I stripped to my underpants and went into the water. It was cold; I went down under a wave and swam hard for the boats with short, choppy strokes. I got past the breakers but was still a long way short of the boats when my breath ran out. I floated on my back for a while looking up at the sky which was cleaner and closer than in the city. Then a plane ripped across it leaving a thin white streak behind it. I flipped over and swam back. The waves were no good for body surfing but I couldn't have caught them anyway—the speed just wasn't there.

After a walk along the beach and a cold shower in the toilet block I felt revived enough to contemplate the drive to Canberra.
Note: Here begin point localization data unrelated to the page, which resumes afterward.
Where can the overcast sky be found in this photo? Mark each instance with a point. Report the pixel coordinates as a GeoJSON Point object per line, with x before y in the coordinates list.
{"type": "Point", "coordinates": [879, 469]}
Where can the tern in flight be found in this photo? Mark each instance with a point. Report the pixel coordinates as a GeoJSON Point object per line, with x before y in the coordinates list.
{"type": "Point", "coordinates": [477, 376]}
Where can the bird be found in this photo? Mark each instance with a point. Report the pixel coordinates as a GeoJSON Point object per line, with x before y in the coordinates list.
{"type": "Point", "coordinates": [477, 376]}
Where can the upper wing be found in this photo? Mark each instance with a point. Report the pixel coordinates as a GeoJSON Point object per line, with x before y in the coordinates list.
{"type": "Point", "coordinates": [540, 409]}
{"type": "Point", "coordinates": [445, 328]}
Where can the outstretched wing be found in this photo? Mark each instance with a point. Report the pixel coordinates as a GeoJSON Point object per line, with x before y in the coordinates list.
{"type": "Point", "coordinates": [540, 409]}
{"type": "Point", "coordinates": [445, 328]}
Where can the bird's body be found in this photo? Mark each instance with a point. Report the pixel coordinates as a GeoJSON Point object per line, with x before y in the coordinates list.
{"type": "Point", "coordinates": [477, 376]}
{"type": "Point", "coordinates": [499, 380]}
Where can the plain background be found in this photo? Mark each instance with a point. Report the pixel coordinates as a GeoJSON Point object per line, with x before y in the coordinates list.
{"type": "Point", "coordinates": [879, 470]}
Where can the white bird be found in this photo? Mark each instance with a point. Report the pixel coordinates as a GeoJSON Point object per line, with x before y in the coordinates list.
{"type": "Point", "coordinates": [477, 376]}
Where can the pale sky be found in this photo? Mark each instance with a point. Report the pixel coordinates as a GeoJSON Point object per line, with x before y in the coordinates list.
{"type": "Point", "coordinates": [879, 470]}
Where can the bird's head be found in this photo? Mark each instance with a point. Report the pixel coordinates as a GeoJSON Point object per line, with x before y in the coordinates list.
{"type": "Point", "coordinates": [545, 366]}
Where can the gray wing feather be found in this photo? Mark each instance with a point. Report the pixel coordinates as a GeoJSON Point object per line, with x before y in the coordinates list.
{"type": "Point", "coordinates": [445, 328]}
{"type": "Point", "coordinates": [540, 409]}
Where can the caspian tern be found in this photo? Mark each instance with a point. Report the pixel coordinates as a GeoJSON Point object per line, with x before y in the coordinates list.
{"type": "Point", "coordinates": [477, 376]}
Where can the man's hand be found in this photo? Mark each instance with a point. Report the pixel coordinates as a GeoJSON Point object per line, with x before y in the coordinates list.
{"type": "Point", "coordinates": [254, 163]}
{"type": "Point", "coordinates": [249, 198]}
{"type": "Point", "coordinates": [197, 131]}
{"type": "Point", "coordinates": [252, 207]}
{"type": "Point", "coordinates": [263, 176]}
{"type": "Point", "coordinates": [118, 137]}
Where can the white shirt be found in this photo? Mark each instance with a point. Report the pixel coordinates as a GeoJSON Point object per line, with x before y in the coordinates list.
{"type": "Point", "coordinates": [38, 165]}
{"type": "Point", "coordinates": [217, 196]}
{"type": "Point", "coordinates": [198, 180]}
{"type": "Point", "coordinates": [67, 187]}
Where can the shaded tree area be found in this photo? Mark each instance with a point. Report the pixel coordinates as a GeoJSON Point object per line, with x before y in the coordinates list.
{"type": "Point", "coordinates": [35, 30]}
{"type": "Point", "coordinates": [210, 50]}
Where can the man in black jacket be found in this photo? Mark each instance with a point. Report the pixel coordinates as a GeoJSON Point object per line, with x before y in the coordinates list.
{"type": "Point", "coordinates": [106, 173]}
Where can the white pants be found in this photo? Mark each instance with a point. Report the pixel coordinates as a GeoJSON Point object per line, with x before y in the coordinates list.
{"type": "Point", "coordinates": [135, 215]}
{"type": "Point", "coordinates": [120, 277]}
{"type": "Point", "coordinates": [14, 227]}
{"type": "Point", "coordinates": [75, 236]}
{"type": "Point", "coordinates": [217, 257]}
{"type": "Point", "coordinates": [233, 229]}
I got petrol and some salad rolls in Blackman's Bay. It was still a nice town but my memories of it would never be quite the same. I bought a couple of cans of beer for company; I still looked rough but I felt fine.

From the coast to Canberra isn't the worst drive in the world. The road is good for most of the way, a bit narrow in parts and some of the bends are hairy. I've never done it in a good car; for me, if I make it over the mountain without the radiator boiling, it's a good trip. I made it and pushed on through the flat farming country at a steady fifty-five. The academics and public servants have moved into the cottages in the small towns and the main streets now have restaurants and shops full of pottery and raw wool.

The traffic thickened near Queanbeyan and held me down to a crawl. The city seemed to have its own patch of blue sky resting neatly above it. After the freshness of the hills and farms the air tasted of exhaust fumes and tyre rubber. I found a medium-price motel on the south side and checked in. I washed my shirt in the handbasin, took a swim in the pool and had a nap after asking to be called at 7 p.m. I came out of the sleep fairly fresh and shaved with an old blade and the motel soap. It hurt. I washed my hair with the same soap and thought of Ailsa, my ex-woman, my rich ex-woman, who'd bought me soaps and shampoos and shaving creams and kept me smelling nice. Then I thought of Cyn, my ex-wife who didn't give a damn after a while how I smelt or what I did or thought or said. Funny thing was, I missed them both.